6.09.2008

kahveler kitabı

salah birsel

lavoisier: hiçbir şey yoktan var olmaz, hiçbir şey yok olmaz.

kimi kahvelerde konuşmalarla vakit öldürülmez, kitap okunur. çokluk da müşterilerden biri okur, ötekiler dinler. kahveci kitap okuyan müşteriden kahve parası almaz. ikide bir kahveci çırağı da kahvenin şurasına burasına konulmuş yağ mumlarının fitilini özel makasıyla kesmek için peykeleri dolaşır. okunan kitaplar daha çok kan kalesi, hamzaname, battal gazi gibi şeylerdir. kahveci onları sahaflar'daki kitapçılardan kira ile alır.

tütün yasağı olanca ağırlığıyla 5 yıl sürer. ıv. murat geceleri sokakları dolaşır, tütün kokusu gelen yerleri basar. ev sahiplerini öldürtür. bu arada hiç suçu olmayanlar da gürültüye gider. ıv. murat, kendisi içkiden baş kaldırmadığı halde kimi zaman evlerin damlarına bile çıkıp bacaları koklar. bir defasında, gizli bir yerde tütün içen 14 kişi yakalar. bunlardan ikisi de saray görevlisidir. topu da "telef" edilir. reha'da 14 kişi -ikisi yeniçeri-, halep'te 20 kişi, haccegür'de 6 işi aynı alınyazısını paylaşır. bunlardan kimisinin eli ayağı kırılır, kiminin boynu vurulur, kimi de dört parça edilir. hem de bu işler halkın ya da erlerin önünde yapılır. kimi zaman da otağın önü yeğlenir.

henry bertrand bareilles, türklerin kahvelerde toplanmasının nedenini evlerin kapısı önünde oturmak ya da pencereden sarkarak hava almak gibi alışkanlıkları olmamasına bağlar. bareilles'e göre evlerin dışla ilişkilerini kesmiş kapalı binalar oluşu da bunun bir nedenidir.

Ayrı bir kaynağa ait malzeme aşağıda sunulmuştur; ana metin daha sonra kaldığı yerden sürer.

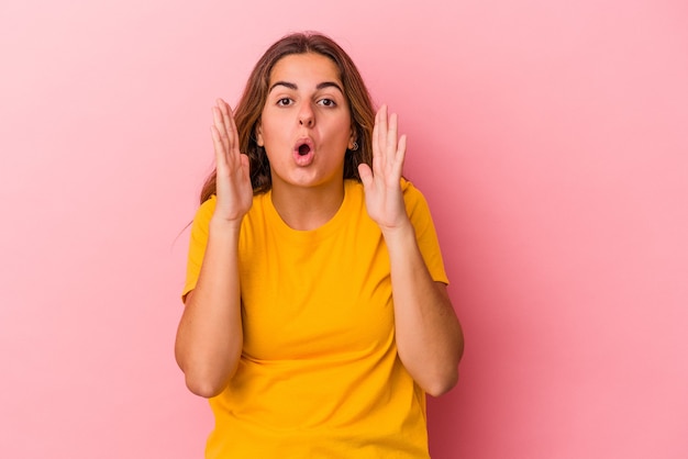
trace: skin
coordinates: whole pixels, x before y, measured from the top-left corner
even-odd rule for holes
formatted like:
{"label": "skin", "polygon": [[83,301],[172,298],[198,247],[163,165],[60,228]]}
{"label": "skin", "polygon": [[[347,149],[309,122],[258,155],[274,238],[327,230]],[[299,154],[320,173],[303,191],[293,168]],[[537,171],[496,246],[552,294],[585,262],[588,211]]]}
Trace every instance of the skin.
{"label": "skin", "polygon": [[[318,54],[290,55],[270,75],[271,88],[256,132],[270,161],[273,202],[285,222],[310,229],[328,222],[344,199],[343,164],[355,138],[336,66]],[[218,170],[215,212],[197,287],[187,295],[176,358],[191,392],[210,398],[226,387],[241,358],[238,233],[253,190],[248,158],[226,102],[217,101],[211,127]],[[312,158],[300,163],[295,144],[308,137]],[[373,131],[373,168],[358,168],[369,216],[388,246],[399,358],[425,392],[440,395],[458,378],[463,333],[446,286],[432,280],[406,212],[400,187],[406,136],[382,105]]]}

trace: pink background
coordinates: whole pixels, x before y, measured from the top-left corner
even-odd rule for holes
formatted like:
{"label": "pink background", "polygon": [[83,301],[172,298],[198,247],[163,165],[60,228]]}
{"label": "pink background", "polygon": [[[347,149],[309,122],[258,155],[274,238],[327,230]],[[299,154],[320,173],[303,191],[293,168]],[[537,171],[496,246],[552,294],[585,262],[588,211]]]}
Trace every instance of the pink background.
{"label": "pink background", "polygon": [[688,457],[688,3],[324,4],[2,0],[0,457],[201,456],[173,342],[210,107],[303,29],[436,221],[467,344],[433,457]]}

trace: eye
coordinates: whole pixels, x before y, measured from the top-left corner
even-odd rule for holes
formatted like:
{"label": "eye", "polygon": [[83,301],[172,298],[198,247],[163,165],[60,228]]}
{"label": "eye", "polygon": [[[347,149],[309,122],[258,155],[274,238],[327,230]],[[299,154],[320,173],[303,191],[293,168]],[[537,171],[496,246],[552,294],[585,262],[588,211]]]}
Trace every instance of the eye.
{"label": "eye", "polygon": [[320,99],[318,101],[319,104],[323,105],[323,107],[336,107],[336,102],[333,101],[332,99]]}

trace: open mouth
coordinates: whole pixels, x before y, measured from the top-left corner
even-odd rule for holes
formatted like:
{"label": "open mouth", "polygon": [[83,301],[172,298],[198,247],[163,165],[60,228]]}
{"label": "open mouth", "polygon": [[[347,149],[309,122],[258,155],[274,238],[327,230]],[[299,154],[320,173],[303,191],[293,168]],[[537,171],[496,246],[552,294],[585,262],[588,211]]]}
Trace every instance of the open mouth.
{"label": "open mouth", "polygon": [[311,146],[308,144],[301,144],[299,145],[299,148],[297,149],[297,152],[299,152],[299,156],[306,156],[309,153],[311,153]]}

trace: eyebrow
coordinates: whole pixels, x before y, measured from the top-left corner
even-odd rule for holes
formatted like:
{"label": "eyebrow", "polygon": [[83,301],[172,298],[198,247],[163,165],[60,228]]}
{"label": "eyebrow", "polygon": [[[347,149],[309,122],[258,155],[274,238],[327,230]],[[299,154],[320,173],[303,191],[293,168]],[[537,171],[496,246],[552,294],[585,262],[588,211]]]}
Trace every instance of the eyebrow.
{"label": "eyebrow", "polygon": [[[295,91],[297,89],[299,89],[299,87],[296,86],[292,82],[289,82],[289,81],[276,81],[275,83],[273,83],[273,86],[270,86],[270,89],[269,89],[268,93],[273,92],[273,89],[275,89],[278,86],[284,86],[284,87],[292,89]],[[342,94],[344,93],[344,90],[342,89],[342,87],[340,85],[337,85],[336,82],[334,82],[334,81],[323,81],[321,83],[318,83],[318,86],[315,86],[315,89],[318,89],[318,90],[321,90],[321,89],[324,89],[324,88],[336,88],[336,89],[340,90],[340,92]]]}

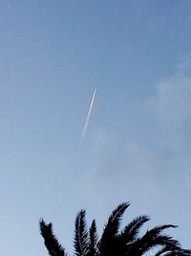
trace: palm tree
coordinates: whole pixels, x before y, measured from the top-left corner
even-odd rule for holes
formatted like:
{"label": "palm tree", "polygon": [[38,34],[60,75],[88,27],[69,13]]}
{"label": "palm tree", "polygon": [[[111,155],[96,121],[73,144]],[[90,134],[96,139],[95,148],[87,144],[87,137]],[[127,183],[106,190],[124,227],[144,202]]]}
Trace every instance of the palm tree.
{"label": "palm tree", "polygon": [[[140,227],[149,221],[142,215],[130,221],[119,231],[120,221],[128,202],[119,204],[110,215],[103,233],[98,239],[96,223],[94,220],[90,228],[86,226],[85,210],[81,210],[75,219],[74,253],[76,256],[142,256],[153,248],[159,250],[154,256],[191,256],[191,250],[181,248],[180,243],[171,236],[163,234],[168,228],[176,228],[173,224],[163,224],[149,229],[138,236]],[[51,256],[66,256],[65,249],[53,232],[53,224],[40,221],[40,232]]]}

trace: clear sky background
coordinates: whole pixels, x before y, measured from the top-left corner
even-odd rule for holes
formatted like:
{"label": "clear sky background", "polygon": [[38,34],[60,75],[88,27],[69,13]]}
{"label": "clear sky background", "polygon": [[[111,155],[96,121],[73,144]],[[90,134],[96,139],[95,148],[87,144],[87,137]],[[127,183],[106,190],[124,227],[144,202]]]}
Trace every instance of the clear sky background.
{"label": "clear sky background", "polygon": [[122,201],[191,246],[191,1],[1,0],[0,35],[1,255],[48,255],[41,217],[72,254]]}

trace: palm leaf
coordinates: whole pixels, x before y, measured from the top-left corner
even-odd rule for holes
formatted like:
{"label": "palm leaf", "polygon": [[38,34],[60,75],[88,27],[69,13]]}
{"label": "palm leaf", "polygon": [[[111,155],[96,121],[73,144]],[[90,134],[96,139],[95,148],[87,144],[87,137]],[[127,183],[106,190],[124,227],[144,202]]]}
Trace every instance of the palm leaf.
{"label": "palm leaf", "polygon": [[111,256],[117,253],[118,241],[116,238],[122,215],[129,205],[130,204],[128,202],[121,203],[110,215],[98,244],[101,256]]}
{"label": "palm leaf", "polygon": [[92,221],[92,225],[89,230],[89,250],[88,256],[97,255],[97,233],[96,233],[96,220]]}
{"label": "palm leaf", "polygon": [[61,246],[53,232],[53,224],[46,224],[43,219],[39,221],[40,233],[44,238],[44,244],[51,256],[66,256],[65,249]]}
{"label": "palm leaf", "polygon": [[85,214],[85,210],[81,210],[75,219],[74,250],[77,256],[84,256],[88,252],[88,230]]}
{"label": "palm leaf", "polygon": [[119,239],[125,244],[134,242],[137,239],[139,228],[149,220],[149,217],[145,215],[134,219],[119,234]]}

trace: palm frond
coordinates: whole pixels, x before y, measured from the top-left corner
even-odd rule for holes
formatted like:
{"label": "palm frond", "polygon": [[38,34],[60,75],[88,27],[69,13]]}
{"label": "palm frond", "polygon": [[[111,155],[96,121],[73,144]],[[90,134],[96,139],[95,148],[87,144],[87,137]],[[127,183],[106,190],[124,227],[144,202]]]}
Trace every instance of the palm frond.
{"label": "palm frond", "polygon": [[74,250],[77,256],[84,256],[88,251],[88,230],[85,221],[85,210],[81,210],[75,219]]}
{"label": "palm frond", "polygon": [[123,202],[110,215],[98,244],[101,256],[115,255],[117,248],[117,240],[116,237],[118,232],[122,215],[129,205],[128,202]]}
{"label": "palm frond", "polygon": [[66,256],[65,249],[61,246],[53,231],[53,224],[46,224],[44,220],[39,221],[40,234],[51,256]]}
{"label": "palm frond", "polygon": [[96,233],[96,220],[92,221],[90,230],[89,230],[89,249],[88,256],[96,256],[97,255],[97,242],[98,236]]}
{"label": "palm frond", "polygon": [[134,242],[137,239],[139,228],[149,220],[149,217],[145,215],[135,218],[118,235],[119,239],[126,244]]}

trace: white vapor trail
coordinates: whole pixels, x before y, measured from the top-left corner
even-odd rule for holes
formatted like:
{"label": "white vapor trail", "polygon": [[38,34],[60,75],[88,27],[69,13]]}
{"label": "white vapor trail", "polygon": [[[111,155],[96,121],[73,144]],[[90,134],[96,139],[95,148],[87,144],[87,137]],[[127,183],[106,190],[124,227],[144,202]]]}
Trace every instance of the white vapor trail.
{"label": "white vapor trail", "polygon": [[88,113],[87,113],[87,116],[86,116],[86,120],[85,120],[85,123],[84,123],[84,127],[83,127],[83,130],[82,130],[82,134],[81,134],[80,145],[83,143],[83,140],[84,140],[84,137],[85,137],[85,134],[86,134],[86,130],[88,128],[88,124],[90,122],[90,118],[91,118],[91,114],[92,114],[92,110],[93,110],[93,105],[94,105],[96,94],[96,89],[95,89],[95,91],[93,93],[93,97],[92,97],[91,103],[90,103],[90,106],[89,106],[89,109],[88,109]]}

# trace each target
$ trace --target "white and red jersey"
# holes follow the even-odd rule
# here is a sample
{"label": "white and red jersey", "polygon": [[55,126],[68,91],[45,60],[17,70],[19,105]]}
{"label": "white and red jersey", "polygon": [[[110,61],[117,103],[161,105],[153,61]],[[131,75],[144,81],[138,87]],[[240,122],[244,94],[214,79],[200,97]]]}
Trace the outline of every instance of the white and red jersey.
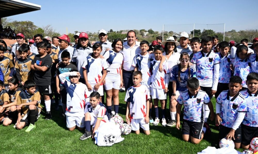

bir gün bir yeniçeri zorbası bir berberin tıraş ettiği birinin ensesindeki katmerleri görünce ağzı sulanmıştır. onların, tanrı işi değil de, berber işi olduğuna kapılarak hemen yeşil kahve'ye damlar. berberden kendi ensesine de dört, beş katmer yapmasını ister.
- yapamam.
- parasıyla be!
- iyi, ama ben katmer yapmasını bilmem.
- bilmez misin? sen bilmezsen bu hançer sana bildirir.
berber bakar ki iş sarpa sarıyor, ustura kayışını göstererek:
- yaparım; ama dayanmalısın.
- yap da nasıl yaparsan yap!
berber kayışı eline dolar, dorbanın yan tarafına geçer, şap, şap, şap, kayışı enseye indirmeye başlar. ense kabarır, şişer. zorbanın canı yanar ki ne yanar:
- yetişir berberbaşı, bana bir katmer de yetişir.

"sana ey canımın canı efendim
kırıldım, küstüm, incindim, gücendim"

hoca hayret efendi: kitaba bakarak karşılık vermek, kabak bağlayıp yüzmek gibidir.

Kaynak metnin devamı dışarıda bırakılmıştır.